Speaking of bank details...
Voice authentication is an effective tool, but must be used in conjunction with other security measures
By Stephen Wilson
Voice authentication is one of the more interesting biometrics and probably the only technique in the class that so far makes sense for retail banking. Occasionally we hear of iris, fingerprint or face recognition being proposed for ATMs but they remain too problematic, especially for unattended teller machines.
Biometric voice authentication seems a natural fit for IVR (interactive voice response) and call centre automation. Capturing a customer’s voice pattern requires no new infrastructure, and can be done remotely (provided you can first make sure the real customer is on the other end of the phone).
Voice recognition as a means of authentication must always be implemented with some sort of ‘transaction dependence’; that is, each time a customer presents their spoken voice, it should be with a different phrase that in some way changes from one transaction to the next, so as to thwart replay attacks. This is similar to how an SMS one-time Internet banking code ideally must incorporate the transaction amount so that each challenge-response event is different and therefore useless if replayed.

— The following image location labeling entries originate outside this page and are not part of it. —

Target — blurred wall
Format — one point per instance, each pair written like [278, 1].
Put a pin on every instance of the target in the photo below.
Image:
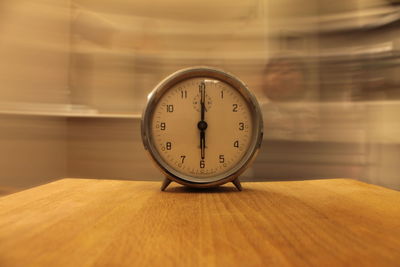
[34, 52]
[325, 74]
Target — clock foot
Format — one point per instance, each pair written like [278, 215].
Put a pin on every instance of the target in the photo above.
[236, 182]
[165, 184]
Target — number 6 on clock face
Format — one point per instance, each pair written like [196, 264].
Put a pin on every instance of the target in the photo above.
[202, 127]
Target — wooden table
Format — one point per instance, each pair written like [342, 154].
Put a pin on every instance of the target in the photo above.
[81, 222]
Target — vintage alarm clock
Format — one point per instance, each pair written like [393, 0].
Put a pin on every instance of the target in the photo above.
[202, 127]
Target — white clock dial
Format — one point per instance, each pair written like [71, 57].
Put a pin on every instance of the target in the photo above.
[177, 136]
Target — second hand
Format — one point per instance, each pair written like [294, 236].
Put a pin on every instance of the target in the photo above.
[202, 125]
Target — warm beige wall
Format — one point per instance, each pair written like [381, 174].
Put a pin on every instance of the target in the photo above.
[32, 150]
[34, 62]
[34, 52]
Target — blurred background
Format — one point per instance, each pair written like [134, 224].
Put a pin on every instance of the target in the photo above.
[74, 76]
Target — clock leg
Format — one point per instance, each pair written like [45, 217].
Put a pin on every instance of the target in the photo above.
[165, 184]
[236, 182]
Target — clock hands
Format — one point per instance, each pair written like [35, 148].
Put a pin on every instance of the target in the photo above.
[202, 125]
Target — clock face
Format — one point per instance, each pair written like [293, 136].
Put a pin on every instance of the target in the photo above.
[201, 128]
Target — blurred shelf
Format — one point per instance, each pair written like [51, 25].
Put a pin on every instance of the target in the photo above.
[61, 110]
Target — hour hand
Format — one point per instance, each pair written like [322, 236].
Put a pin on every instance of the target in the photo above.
[202, 143]
[202, 125]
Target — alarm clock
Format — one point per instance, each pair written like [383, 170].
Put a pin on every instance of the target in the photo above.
[202, 127]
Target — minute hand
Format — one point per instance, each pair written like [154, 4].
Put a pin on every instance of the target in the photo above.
[202, 125]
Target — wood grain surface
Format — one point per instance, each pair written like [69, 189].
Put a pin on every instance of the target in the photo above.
[81, 222]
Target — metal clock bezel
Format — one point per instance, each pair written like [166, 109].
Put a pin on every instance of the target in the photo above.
[194, 72]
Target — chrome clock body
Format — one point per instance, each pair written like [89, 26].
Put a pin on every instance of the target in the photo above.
[202, 127]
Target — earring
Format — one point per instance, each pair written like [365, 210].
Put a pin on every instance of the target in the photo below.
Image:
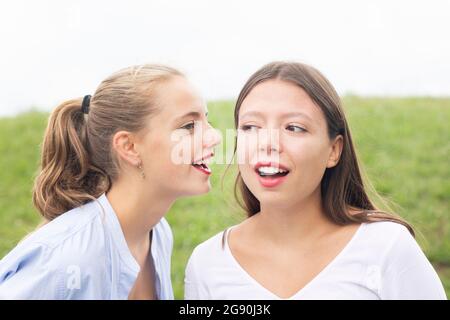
[142, 170]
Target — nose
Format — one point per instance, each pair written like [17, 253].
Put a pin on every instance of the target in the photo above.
[269, 141]
[211, 137]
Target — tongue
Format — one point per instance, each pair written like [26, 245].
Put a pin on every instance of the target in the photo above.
[276, 175]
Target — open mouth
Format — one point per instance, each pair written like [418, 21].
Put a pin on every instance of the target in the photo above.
[271, 172]
[202, 167]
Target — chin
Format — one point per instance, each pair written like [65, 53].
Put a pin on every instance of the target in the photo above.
[197, 189]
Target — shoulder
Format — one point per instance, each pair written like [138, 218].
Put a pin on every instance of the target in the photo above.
[383, 234]
[70, 239]
[394, 245]
[208, 253]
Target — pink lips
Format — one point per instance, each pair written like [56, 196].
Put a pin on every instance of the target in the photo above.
[270, 182]
[204, 167]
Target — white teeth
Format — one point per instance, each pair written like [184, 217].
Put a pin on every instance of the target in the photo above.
[270, 170]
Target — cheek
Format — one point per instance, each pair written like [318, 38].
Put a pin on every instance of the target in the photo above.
[310, 157]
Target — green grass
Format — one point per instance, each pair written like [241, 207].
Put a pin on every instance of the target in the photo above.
[403, 143]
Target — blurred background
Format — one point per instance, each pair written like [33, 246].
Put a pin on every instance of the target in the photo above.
[389, 60]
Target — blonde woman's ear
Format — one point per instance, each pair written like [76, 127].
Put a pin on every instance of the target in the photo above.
[123, 145]
[336, 151]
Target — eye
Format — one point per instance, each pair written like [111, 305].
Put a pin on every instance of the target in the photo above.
[189, 126]
[249, 127]
[295, 128]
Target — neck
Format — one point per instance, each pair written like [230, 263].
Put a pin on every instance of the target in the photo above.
[300, 220]
[139, 208]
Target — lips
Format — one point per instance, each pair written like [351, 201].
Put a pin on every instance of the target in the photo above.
[201, 165]
[271, 174]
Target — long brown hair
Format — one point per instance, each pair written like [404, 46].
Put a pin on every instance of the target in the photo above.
[77, 160]
[342, 188]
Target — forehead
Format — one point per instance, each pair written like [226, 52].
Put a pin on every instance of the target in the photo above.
[276, 98]
[176, 97]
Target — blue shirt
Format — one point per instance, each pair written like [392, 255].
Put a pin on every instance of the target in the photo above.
[82, 254]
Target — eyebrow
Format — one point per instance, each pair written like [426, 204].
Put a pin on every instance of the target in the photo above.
[285, 115]
[193, 114]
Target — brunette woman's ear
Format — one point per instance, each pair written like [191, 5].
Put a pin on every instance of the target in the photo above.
[124, 145]
[336, 151]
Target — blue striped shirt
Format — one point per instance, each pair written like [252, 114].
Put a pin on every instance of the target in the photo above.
[82, 254]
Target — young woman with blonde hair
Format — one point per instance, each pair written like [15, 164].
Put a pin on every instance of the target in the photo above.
[108, 177]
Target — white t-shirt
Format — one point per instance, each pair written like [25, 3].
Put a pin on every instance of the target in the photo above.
[381, 261]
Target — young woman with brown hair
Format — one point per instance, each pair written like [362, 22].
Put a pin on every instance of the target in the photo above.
[312, 232]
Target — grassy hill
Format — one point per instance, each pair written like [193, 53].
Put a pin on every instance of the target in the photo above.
[403, 143]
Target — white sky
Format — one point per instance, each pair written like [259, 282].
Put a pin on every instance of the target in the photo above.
[55, 50]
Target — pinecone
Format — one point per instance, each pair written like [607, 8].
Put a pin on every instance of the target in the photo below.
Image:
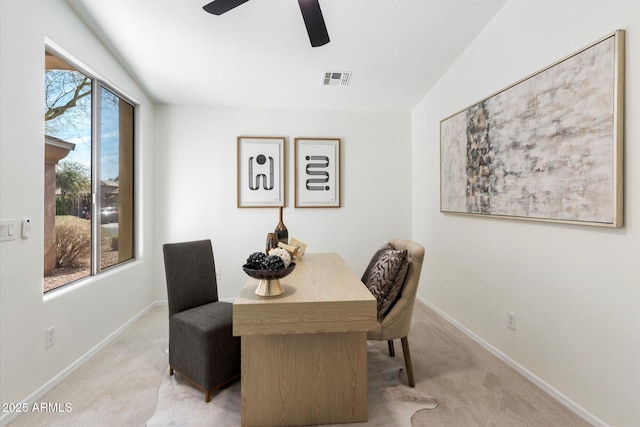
[255, 260]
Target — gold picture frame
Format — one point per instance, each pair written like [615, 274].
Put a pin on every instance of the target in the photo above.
[547, 148]
[261, 172]
[317, 173]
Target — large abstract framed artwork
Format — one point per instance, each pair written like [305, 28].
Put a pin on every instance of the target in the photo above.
[317, 172]
[547, 148]
[261, 171]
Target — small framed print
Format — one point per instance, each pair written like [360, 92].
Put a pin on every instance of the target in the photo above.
[317, 172]
[261, 166]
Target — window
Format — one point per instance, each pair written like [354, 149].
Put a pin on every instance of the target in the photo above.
[89, 191]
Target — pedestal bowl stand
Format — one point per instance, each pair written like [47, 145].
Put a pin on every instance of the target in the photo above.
[269, 280]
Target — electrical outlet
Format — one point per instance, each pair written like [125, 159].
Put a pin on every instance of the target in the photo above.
[511, 320]
[50, 337]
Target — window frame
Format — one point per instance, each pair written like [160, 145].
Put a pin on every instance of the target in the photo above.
[97, 84]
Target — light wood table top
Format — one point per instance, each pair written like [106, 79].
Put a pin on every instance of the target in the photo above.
[322, 294]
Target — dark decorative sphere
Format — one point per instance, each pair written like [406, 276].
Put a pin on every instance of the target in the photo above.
[273, 262]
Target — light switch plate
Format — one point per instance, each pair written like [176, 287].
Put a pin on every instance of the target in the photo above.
[8, 229]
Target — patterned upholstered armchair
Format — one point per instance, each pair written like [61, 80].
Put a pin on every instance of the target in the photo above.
[396, 322]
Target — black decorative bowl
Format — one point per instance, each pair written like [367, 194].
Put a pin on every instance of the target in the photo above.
[269, 284]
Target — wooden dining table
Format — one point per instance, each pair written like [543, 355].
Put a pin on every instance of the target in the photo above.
[304, 352]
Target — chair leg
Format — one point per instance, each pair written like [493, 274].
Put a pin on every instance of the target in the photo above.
[407, 361]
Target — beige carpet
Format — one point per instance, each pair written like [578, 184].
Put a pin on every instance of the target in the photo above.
[391, 403]
[119, 386]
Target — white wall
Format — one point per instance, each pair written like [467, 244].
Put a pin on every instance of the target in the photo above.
[85, 315]
[196, 183]
[575, 289]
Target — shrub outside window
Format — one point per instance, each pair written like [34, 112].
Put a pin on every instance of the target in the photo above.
[89, 176]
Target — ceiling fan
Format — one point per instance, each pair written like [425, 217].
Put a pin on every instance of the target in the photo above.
[311, 14]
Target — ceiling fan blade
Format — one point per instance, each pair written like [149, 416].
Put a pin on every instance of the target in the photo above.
[218, 7]
[314, 21]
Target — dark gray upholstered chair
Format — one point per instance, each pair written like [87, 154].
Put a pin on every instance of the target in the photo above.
[397, 322]
[202, 347]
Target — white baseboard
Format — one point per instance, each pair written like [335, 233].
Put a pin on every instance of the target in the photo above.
[49, 385]
[579, 410]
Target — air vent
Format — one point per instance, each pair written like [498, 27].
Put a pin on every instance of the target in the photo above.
[336, 78]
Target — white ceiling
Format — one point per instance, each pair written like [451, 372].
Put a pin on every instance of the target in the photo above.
[259, 54]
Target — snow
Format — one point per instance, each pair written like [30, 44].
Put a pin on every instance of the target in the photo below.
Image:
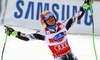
[81, 45]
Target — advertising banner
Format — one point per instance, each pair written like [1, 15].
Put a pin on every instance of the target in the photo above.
[26, 13]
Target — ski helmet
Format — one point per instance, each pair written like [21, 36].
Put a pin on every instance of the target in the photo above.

Speech recognition algorithms are complex. You need to be able to characterise the quality of a person’s voice across a wide range of speech samples, not just the one-off spectral fingerprint of a set piece of speech. We can tell this must be hard in practice, because the real world experience of commercial speech recognition software remains pretty poor. Anyone who’s used these tools knows they fall well short of 100 per cent success in simply picking out words; clearly, computer modelling of how sound waves map back onto words is a research topic still in its infancy. Therefore the task of accurately recognising individual speakers by their sonic characteristics cannot be straightforward. Good security practice dictates that we should approach with caution any technique where the theoretical foundations are still being worked out.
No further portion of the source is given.